I am trying to work on our marriage. My wife has been pushing me away for months. Every time I try to spend time with her or talk to her, she's angry and tells me to leave her alone. We aren't having sex and we barely sleep in the same bed. I believe she's suffering from depression and anxiety which she would blame on me. Her coworker was very verbally and emotionally abusive to her for months. Thankfully this person no longer works with her. But the damage is done. I am trying to put her needs first and be loving, but I suffer a lot of emotional and verbal abuse. She won't admit she needs help. I feel stuck.

I love her and I don't want our family to break up. I want her to be happy and I want her to not feel how she does. I just don't know what to do. I'm sure she feels I'm smothering her. But at the same time, we need to spend time together to re-connect. I'm reading Marriage Fitness by Mort Mertel. The book makes a lot of sense. We accidentally did most of what was in his book months ago for about 10 days. Things went from bad to good. Then the vacation was over and things returned to being bad. I'm trying to find a good time to ask her to go through the book with me. Every conversation is ugly and short. I'm at a loss as to what I can do differently. 

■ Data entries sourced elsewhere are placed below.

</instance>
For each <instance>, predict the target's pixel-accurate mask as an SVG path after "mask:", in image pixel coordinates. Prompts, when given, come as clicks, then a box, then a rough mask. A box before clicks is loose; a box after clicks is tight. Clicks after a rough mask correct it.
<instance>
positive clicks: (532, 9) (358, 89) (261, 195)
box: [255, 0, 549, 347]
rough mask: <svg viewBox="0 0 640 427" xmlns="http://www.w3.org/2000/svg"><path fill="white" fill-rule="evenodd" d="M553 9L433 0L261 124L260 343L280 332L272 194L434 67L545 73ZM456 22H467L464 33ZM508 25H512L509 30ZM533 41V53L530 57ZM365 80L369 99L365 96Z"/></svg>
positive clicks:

Anyone else gone through this?


----------



## Betrayedone (Jan 1, 2014)

I understand what you are going through and it is not uncommon. The more you try and fix things and pursue her I feel the worse things will get. I advocate a program of self improvement and redirection for YOU. Give her space and in your own way behave like you are not going to put up with any crap that you do not deserve. You must be be willing to accept whatever may ultimately happen even if it results in a split. No one wants their family to split but you have a right to be treated with respect and be happy. Do not compromise that goal. Others will have more to offer soon. Hang in there.


----------



## EleGirl (Dec 3, 2011)

You say that when you did what the book said to do, things were good. So why did you not continue to do what the book says to do?

I agree with the idea of you focusing on yourself. Do things that are good for your. Give her space.

If she starts to be abusive, just tell her that she can talk to you when she is ready to speak to you respectfully.

It sounds like you need to learn to set healthy boundaries. There are some good books on Amazon (or in any book store) that teach how to set healthy boundaries.

Now let's look at what you are doing for yourself... could you tell us about that?

Are you working out?
Do you have friends for support?
How is your job? 

Do you have children, if so what do you do with them?


----------